A counter to the claims of Andrew Parker (not to mention the hyperbolic right-wing press) was provided in the Guardian this week by Yochai Benkler, the US law academic who coined the term "commons-based peer-production" (he is an advocate of software that is free to produce, rather than free to buy).  Benkler considers the NSA program to bulk-gather telephony metadata to be unjustified. There is "nothing to support the proposition that the program works at all, much less that its marginal contribution is significant enough to justify its enormous costs in money, freedom, and destabilization of internet security. No rational cost-benefit analysis could justify such a leap of faith".

Again, this fails to note that the state harvesting of telephony metadata is a byproduct of a commercial process, and that presumably the latter has a positive cost-benefit. To argue what is essentially the software engineering maxim of YAGNI ("you aren't going to need it"), in respect of state harvesting, does not mean that the data will not continue to be gathered by the telcos and others and that it will remain an irresistible temptation for the state. If one surveilled phone call leads to the arrest of one terrorist, then the whole programme will be considered justified. What price a few billion dollars on surveillance if the avoided cost is another 9/11?

Being the home of dissenting opinion, the Guardian group does at least allow some space to those who see a little more clearly, notably John Naughton. In last Sunday's Observer he noted how the "predictive analytics" of Big Data can produce valuable information, based on personal data, who's ownership is alienated by business, and also how errors and structural biases can cause that information to become authoritative despite being misleading, i.e. the confusion of a model with reality.

But Naughton's critique is also partial (and classically liberal), treating privacy and reputation as species of personal property.
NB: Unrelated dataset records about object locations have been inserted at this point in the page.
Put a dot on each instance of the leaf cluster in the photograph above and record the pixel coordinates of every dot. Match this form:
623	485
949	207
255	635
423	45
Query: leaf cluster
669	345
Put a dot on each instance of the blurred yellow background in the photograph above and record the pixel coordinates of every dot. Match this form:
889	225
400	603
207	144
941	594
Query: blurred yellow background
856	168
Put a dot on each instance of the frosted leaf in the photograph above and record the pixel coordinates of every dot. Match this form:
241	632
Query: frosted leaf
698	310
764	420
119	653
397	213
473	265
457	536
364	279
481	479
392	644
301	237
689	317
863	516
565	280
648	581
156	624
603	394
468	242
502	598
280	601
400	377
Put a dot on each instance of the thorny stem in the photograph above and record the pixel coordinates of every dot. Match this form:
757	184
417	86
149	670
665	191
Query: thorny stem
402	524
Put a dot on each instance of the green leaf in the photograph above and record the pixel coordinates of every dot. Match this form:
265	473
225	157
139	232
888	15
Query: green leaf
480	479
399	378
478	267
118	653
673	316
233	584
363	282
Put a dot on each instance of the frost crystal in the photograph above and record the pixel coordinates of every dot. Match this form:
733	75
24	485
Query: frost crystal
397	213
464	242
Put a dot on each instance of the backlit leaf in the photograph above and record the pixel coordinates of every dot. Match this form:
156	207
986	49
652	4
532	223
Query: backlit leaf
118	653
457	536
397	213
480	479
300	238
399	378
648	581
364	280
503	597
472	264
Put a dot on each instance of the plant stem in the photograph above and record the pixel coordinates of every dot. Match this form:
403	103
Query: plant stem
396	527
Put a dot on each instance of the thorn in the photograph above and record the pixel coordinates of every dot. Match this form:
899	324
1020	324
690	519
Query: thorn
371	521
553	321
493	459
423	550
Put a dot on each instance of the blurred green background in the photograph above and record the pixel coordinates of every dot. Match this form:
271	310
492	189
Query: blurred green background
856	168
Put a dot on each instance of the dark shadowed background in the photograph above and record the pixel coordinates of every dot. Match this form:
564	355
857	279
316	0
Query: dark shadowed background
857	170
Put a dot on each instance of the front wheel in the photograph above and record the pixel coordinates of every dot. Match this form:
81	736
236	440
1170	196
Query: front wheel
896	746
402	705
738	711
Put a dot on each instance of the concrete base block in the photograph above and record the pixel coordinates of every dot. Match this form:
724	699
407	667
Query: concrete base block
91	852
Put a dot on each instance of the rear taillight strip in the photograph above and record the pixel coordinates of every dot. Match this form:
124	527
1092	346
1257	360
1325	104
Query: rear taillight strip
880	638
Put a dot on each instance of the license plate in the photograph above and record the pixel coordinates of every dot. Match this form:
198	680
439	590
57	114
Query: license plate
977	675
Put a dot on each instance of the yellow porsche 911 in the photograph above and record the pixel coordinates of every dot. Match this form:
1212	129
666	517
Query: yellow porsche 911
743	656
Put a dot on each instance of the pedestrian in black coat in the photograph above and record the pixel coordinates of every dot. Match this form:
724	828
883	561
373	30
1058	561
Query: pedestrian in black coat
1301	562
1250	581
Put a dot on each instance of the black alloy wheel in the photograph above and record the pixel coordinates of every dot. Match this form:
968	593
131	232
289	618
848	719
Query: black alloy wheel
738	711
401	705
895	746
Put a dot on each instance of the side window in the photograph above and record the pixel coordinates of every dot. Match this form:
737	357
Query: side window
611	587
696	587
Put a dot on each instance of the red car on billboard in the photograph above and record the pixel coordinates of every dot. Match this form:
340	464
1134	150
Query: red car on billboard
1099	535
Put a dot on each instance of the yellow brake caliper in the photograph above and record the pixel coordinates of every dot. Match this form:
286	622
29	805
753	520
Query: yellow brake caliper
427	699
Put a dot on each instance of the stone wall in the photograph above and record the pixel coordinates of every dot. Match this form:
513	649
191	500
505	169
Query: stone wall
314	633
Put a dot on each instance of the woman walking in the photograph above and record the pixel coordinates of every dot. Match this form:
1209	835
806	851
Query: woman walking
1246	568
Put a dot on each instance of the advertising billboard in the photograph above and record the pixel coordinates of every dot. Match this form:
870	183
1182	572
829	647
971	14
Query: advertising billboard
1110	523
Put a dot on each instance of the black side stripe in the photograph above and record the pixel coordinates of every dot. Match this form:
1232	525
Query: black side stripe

Though business is correctly identified as the key agent here (they are interested in you, the state is not), the trope assumes a one-way process in which independent people, who probably read the liberal press and are protective of their rights, are denied ownership of their rightful property. In fact, the process is two-way: business is moulding our behaviour and thoughts in a manner that even the state has hitherto not aspired to do, though once the capability is there, you can be confident it will eventually be used.